One of the best pirate games ever made

The Assassin’s Creed We’ve Been Waiting For

Few games make history quite as compelling as Assassin’s Creed. The franchise has always prided itself on putting players into the thick of historical events. Last year’s Assassin’s Creed 3 took on the revolutionary war, but while certainly fun to explore, it struggled under too many bugs and questionable design. Assassin’s Creed 4: Black Flagis a wonderful return to form. With its rich Caribbean setting, cutthroat pirates, and high seas exploration, Black Flag is not only one of the best games in the franchise but also one of the best third-person action games this year. Gather on the foredeck, mates. Today we sail for treasure.

When I first considered reviewing Assassin’s Creed 4, it was with hesitation. As a fan of the series for some years, I never felt it reached the high water mark of Assassin’s Creed 2. Last year’s entry disappointed me, even though I completed the campaign. Did I really want to try again despite the still bitter taste in my mouth and sense that this was a series always reaching for but never quite grasping its aims? I had reservations about the sudden jump to “number four,” in what seemed like a rushed push for a holiday blockbuster. The general perception that this would be a “yarr, pirates!” adventure didn’t help either.

All that said, Assassin’s Creed offers an experience found nowhere else. These games transport you back in time. They allow you to explore lost worlds with such rich, granular detail that they seem to come to life before you. The faults I have found have never kept me from sinking dozens of hours into their campaigns and staying up far too late at night.

I took the job. I am glad I did, too, because [I]Assassin’s Creed 4 is without question one of the strongest entries in the series, easily contending with Assassin’s Creed 2 for the top spot. It packs an interesting story, improved gameplay, and some of the most beautiful visuals this side of consoles. If you were, like me, disappointed by last year’s entry, cast those fears aside, grab you cutlass, and get ready for adventure.

An Unlikely Assassin

This time around, you play the role of Edward Kenway: loveable rogue and vessel for all of your pirating daydreams. Edward is a bit of a vagabond, first leaving his wife at home for “two years at most” to join a privateer fleet and then sailing his ship, the Jackdaw, from port to port as you too become a vagabond. Privateering did not make Edward rich as he had hoped. Finding his plans and his marriage behind him, he turns to the pirate life, chasing the almighty dollar wherever it may lead.

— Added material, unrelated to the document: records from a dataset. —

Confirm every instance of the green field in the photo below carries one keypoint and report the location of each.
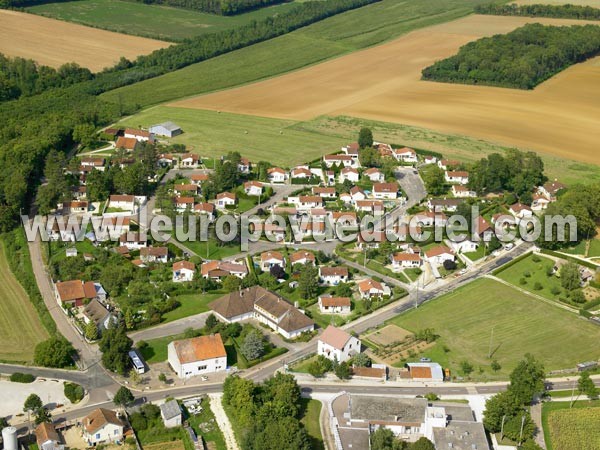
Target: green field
(576, 428)
(465, 318)
(328, 38)
(20, 326)
(191, 304)
(209, 133)
(213, 134)
(156, 21)
(311, 411)
(537, 271)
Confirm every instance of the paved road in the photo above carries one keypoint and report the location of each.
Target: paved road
(374, 273)
(171, 328)
(88, 356)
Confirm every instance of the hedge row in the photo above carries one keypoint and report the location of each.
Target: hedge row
(581, 262)
(19, 377)
(17, 255)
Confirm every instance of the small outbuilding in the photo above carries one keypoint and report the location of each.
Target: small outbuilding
(170, 412)
(167, 129)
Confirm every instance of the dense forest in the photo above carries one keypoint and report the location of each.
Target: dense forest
(224, 7)
(558, 11)
(520, 59)
(34, 125)
(19, 76)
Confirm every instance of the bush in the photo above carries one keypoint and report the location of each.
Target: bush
(74, 392)
(19, 377)
(555, 290)
(138, 422)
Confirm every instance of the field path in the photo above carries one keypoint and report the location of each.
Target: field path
(223, 421)
(20, 327)
(55, 42)
(560, 117)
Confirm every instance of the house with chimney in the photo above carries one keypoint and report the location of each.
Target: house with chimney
(102, 426)
(329, 304)
(264, 306)
(78, 292)
(197, 356)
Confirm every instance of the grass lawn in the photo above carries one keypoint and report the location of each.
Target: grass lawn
(204, 425)
(464, 320)
(477, 254)
(157, 21)
(214, 251)
(311, 411)
(413, 274)
(576, 428)
(20, 326)
(212, 134)
(302, 366)
(537, 270)
(378, 267)
(191, 304)
(579, 249)
(324, 320)
(326, 39)
(155, 350)
(594, 250)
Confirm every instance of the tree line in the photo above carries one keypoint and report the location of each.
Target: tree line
(267, 415)
(223, 7)
(520, 59)
(34, 125)
(558, 11)
(583, 202)
(20, 76)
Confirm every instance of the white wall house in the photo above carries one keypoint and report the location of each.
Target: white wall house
(270, 259)
(102, 426)
(406, 155)
(336, 344)
(349, 173)
(374, 174)
(456, 176)
(253, 188)
(170, 412)
(339, 160)
(334, 305)
(183, 271)
(277, 175)
(189, 161)
(197, 356)
(225, 199)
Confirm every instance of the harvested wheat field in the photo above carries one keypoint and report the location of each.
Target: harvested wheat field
(54, 42)
(560, 117)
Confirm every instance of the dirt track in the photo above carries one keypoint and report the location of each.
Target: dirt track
(560, 117)
(54, 42)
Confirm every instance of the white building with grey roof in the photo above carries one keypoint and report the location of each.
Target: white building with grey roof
(170, 412)
(167, 129)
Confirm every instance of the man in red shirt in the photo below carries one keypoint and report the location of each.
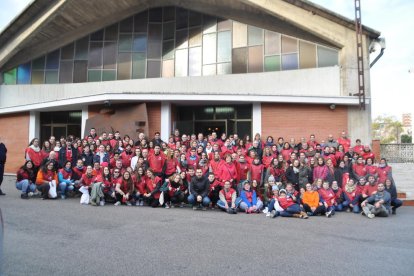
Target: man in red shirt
(156, 161)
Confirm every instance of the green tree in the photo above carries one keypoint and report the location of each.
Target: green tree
(387, 129)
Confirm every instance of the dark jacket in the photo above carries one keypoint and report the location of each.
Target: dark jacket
(87, 159)
(199, 186)
(62, 156)
(3, 153)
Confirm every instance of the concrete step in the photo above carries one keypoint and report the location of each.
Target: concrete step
(408, 202)
(401, 195)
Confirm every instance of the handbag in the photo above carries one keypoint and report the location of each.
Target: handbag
(52, 189)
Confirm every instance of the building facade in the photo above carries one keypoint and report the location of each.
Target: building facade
(282, 68)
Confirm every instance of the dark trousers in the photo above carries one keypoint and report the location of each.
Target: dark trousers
(1, 173)
(44, 189)
(214, 195)
(176, 198)
(120, 197)
(153, 202)
(395, 203)
(320, 210)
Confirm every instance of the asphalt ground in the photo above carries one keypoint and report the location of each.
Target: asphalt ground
(61, 237)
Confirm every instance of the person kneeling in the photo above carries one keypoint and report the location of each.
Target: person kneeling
(199, 187)
(250, 202)
(228, 199)
(377, 204)
(290, 208)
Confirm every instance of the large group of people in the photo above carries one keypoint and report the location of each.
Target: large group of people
(251, 175)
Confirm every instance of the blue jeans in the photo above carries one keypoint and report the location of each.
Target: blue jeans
(222, 205)
(395, 203)
(25, 186)
(193, 200)
(339, 207)
(355, 209)
(291, 210)
(64, 187)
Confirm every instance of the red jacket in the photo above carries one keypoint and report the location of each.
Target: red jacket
(139, 184)
(320, 172)
(286, 153)
(266, 160)
(243, 170)
(215, 166)
(359, 169)
(36, 157)
(172, 165)
(227, 171)
(228, 194)
(256, 173)
(367, 155)
(369, 189)
(371, 169)
(383, 173)
(156, 162)
(153, 186)
(106, 183)
(126, 158)
(328, 196)
(285, 202)
(87, 180)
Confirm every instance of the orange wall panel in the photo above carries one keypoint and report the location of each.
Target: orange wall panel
(14, 133)
(154, 118)
(296, 121)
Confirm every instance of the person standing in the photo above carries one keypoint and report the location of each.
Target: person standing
(3, 157)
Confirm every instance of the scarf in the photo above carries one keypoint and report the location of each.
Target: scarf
(36, 149)
(350, 189)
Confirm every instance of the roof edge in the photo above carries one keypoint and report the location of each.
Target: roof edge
(331, 15)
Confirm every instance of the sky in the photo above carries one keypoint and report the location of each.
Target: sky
(392, 77)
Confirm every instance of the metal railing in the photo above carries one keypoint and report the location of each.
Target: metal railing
(398, 153)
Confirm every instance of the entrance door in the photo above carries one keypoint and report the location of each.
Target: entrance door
(59, 131)
(207, 127)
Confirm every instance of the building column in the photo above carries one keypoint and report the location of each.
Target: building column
(34, 125)
(165, 120)
(257, 118)
(85, 116)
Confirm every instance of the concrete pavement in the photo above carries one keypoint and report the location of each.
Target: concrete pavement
(61, 237)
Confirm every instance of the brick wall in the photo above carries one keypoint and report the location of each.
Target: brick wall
(293, 120)
(154, 118)
(14, 133)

As you might imagine, Kenway is an unlikely assassin. When his crew challenges the wrong ship, things end messily and both vessels find themselves in flaming debris. Washing ashore alongside an assassin, Duncan, Kenway discovers that the man had a delivery for the governor of Havana and a reward waiting when he arrived. In a surprising turn of events, Kenway hunts him down and kills him, but try not to feel too bad; the bloke had it coming. Naturally, Kenway takes the dead man’s garb and proceeds onward to collect the reward in his stead.

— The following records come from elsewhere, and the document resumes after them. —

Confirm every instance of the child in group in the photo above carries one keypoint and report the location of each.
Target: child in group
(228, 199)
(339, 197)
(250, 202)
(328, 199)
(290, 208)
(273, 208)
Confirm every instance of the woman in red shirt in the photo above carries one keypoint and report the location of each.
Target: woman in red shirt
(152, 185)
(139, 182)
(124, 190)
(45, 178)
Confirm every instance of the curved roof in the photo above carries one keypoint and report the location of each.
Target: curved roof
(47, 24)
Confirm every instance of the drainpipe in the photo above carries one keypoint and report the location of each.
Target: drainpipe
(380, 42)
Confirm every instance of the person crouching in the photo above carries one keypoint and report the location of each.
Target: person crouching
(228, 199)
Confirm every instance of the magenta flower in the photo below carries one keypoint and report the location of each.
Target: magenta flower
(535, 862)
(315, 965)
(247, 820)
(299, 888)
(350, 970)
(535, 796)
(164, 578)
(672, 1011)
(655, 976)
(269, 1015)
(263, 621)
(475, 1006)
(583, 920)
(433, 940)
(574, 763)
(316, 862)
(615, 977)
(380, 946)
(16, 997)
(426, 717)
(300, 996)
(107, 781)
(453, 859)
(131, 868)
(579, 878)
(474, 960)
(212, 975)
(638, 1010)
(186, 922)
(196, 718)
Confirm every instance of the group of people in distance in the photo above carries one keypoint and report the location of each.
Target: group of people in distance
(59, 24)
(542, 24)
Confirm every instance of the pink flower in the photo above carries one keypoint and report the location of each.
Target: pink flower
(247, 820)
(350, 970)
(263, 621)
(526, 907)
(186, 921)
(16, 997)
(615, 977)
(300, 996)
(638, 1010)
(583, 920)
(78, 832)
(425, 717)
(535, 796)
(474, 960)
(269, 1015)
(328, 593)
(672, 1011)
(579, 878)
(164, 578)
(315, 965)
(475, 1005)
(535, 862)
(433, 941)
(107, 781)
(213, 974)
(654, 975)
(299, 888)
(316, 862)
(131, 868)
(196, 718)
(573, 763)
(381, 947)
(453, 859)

Ubisoft had to find some way to make Kenway an assassin and, all things considered, this approach worked well. My only gripe is just how video-gamey the transition seemed. When asked to prove himself at the governor’s mansion, Kenway flawlessly performs every takedown with zero explanation or backstory. And for members of a secret order vetting a possible imposter, they certainly took pains to describe his assassinations to him. These things are easily accepted as a thinly veiled tutorial but do not make much sense in the context of the fiction. This type of logical stretch happens multiple times in Black Flag but fades away before the greater experience.

Fun First, Fiction Second

One of the most endearing qualities of Black Flag is that it lives in the things Assassin’s Creed does best. Collecting, parkour, free running, climbing to sync points, completing side missions, sailing on the ocean, visiting legendary figures: these are what make the series shine. Gone are the days of being pulled from these escapades for some meta-story adventure about sun flares and the end of the world. The modern day content, as optional as it is, seems to mark a new era for Assassin’s Creed, one where the past shifts ever more over the present.

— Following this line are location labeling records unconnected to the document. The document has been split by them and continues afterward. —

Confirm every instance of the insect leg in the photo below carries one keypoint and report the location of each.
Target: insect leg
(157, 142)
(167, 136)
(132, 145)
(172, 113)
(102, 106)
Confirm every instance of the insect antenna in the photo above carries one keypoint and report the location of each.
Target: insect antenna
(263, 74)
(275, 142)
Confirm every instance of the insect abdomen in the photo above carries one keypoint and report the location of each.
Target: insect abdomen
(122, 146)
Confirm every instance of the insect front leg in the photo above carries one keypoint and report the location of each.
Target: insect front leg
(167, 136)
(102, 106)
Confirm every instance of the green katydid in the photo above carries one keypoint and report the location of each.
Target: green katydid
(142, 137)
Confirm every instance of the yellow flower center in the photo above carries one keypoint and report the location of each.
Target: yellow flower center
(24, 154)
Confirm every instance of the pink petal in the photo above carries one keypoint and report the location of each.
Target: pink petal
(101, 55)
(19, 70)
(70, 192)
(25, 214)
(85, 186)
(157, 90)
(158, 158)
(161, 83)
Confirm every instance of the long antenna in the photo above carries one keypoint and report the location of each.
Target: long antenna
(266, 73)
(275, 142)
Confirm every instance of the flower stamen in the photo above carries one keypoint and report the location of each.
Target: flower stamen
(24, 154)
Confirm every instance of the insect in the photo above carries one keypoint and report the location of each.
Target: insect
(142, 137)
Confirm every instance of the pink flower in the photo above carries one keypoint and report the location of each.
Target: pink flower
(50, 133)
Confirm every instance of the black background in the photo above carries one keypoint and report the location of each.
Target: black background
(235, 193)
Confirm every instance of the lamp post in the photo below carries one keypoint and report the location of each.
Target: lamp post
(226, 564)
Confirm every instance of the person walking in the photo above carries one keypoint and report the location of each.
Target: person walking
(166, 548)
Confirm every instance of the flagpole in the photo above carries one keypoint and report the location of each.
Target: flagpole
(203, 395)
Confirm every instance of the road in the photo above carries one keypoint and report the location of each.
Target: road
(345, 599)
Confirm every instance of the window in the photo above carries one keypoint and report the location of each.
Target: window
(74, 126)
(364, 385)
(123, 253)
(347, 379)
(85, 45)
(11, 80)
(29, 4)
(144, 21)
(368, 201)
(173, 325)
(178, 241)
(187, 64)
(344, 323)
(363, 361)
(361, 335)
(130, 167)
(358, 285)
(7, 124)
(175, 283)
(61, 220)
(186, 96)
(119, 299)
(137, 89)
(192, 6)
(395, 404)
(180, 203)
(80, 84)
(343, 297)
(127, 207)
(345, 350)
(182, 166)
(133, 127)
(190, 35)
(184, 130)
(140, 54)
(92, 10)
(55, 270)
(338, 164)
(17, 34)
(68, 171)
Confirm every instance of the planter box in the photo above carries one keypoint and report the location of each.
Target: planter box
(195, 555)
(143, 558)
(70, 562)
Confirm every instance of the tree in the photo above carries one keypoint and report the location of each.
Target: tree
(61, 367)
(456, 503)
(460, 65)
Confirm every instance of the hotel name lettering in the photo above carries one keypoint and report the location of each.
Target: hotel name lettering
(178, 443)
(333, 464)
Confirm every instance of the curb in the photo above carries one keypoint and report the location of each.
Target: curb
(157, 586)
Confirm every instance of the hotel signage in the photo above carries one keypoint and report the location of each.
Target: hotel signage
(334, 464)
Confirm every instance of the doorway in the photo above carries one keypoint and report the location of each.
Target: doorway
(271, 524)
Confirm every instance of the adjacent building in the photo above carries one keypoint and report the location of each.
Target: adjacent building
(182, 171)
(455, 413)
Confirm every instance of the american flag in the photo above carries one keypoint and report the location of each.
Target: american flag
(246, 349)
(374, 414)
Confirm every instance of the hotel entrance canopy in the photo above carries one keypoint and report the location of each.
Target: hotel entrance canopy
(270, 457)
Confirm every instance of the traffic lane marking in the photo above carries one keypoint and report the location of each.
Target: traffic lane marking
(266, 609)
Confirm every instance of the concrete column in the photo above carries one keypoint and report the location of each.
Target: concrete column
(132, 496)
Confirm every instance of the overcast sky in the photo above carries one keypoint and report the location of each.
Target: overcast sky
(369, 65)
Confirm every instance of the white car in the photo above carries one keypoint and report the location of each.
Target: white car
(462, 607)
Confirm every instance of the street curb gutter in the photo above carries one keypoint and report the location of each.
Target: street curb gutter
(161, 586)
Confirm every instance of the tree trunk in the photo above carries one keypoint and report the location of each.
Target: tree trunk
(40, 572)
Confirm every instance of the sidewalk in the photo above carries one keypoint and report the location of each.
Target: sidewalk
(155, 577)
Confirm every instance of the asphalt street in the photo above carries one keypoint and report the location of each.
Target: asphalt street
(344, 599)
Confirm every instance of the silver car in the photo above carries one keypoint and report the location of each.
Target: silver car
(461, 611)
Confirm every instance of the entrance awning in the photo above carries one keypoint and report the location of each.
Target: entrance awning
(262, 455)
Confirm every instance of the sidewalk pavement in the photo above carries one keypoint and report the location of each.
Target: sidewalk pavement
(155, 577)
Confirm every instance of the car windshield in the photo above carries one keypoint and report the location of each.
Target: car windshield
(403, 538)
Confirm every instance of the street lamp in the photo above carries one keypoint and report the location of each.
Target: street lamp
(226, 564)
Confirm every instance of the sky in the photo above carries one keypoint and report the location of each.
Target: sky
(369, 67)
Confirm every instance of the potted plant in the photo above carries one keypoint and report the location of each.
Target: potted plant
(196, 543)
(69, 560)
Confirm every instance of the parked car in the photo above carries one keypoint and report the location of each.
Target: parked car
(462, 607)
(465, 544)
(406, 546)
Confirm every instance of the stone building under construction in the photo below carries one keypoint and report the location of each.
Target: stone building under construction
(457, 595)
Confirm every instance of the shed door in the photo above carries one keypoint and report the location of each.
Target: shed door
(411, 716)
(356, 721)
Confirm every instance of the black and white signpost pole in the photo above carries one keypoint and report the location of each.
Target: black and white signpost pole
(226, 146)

The animus and Abstergo is still there, of course, but this time around things are distinctly less serious. Abstergo has entered the video game business -- to bring history to life! -- and you are its latest developer. By living out the memories of Edward Kenway, you are researching their next hit. This new take is a delight and provides a wealth of opportunities for Ubisoft to inject humor into the game. Exploring the Abstergo office is done in first-person and is full of Easter eggs, including references to real Ubisoft games. Database entries, too, are full of notes from other developers. It pushes the fourth wall, seeing actual developers poke fun at game development. More than any entry before it, Black Flag reinforces how much fun playing with history actually is.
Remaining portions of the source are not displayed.